In the present case, the trooper was acting pursuant to RCW 46.64.060 and .070 and procedures dictated to him by the State Patrol. The trooper had no knowledge or notice of any claimed invalidity of the statutes and, therefore, his reliance on the authority of the statutes was reasonable.
 The trooper's actions in dealing with the plaintiff husband were reasonable. His training and experience and the circumstances of this stop indicated that he was possibly dealing with an armed and dangerous felon. Not only did Micheal Guffey match the description on the outstanding warrant, but the names on the warrant and on the driver's license were nearly identical. We recently held that an arrest must be based on more than the person's matching the intended arrestee's general physical description set forth in the warrant. State v. Smith, 102 Wn.2d 449, 688 *153 P.2d 146 (1984). In the present case, as in Sanders v. United States, 339 A.2d 373 (D.C. 1975), the arrest was based on reasonable articulable grounds to believe that the suspect was the intended arrestee where the names were nearly identical and the descriptions were identical. Therefore, his defensive posture was also reasonable. We hold that Trooper Lopez is immune from liability for false arrest, false imprisonment and assault.
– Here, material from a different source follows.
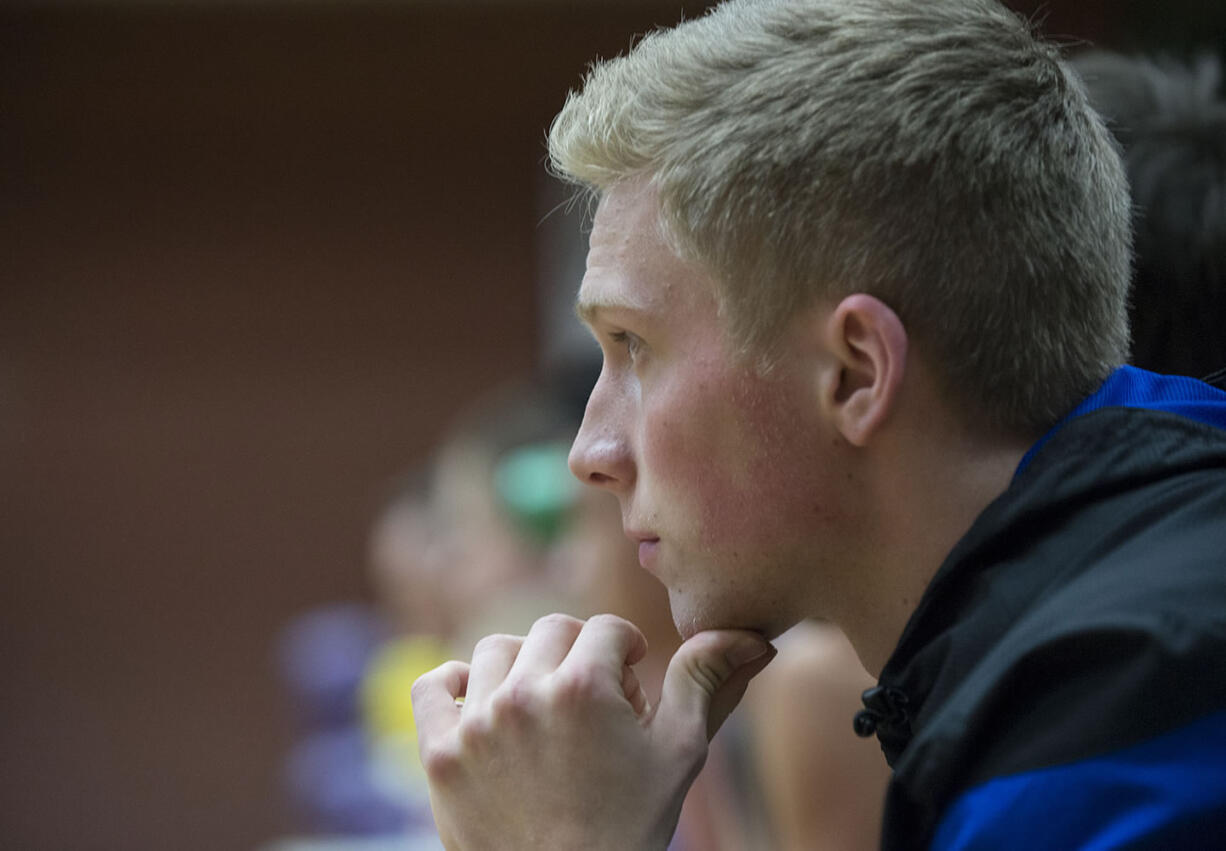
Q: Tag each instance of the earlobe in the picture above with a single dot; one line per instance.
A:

 The trooper is not liable on any of the asserted claims. In Nyman v. MacRae Bros. Constr. Co., 69 Wn.2d 285, 287, 418 P.2d 253 (1966), citing Restatement (Second) of Agency § 217B(2) (1958) and Restatement (Second) of Torts § 883, comment b, illustration 4 (1939), we held that there can be no liability as a master unless the servant is liable. Therefore, under the theory of respondeat superior, the only theory asserted in trial, the State and State Patrol cannot be held liable. We, therefore, do not reach the question of the State's immunity in the exercise of discretionary authority, which was one ground relied upon by the trial court.
WILLIAMS, C.J., and ROSELLINI, UTTER, DOLLIVER, DORE, DIMMICK, PEARSON, and ANDERSEN, JJ., concur.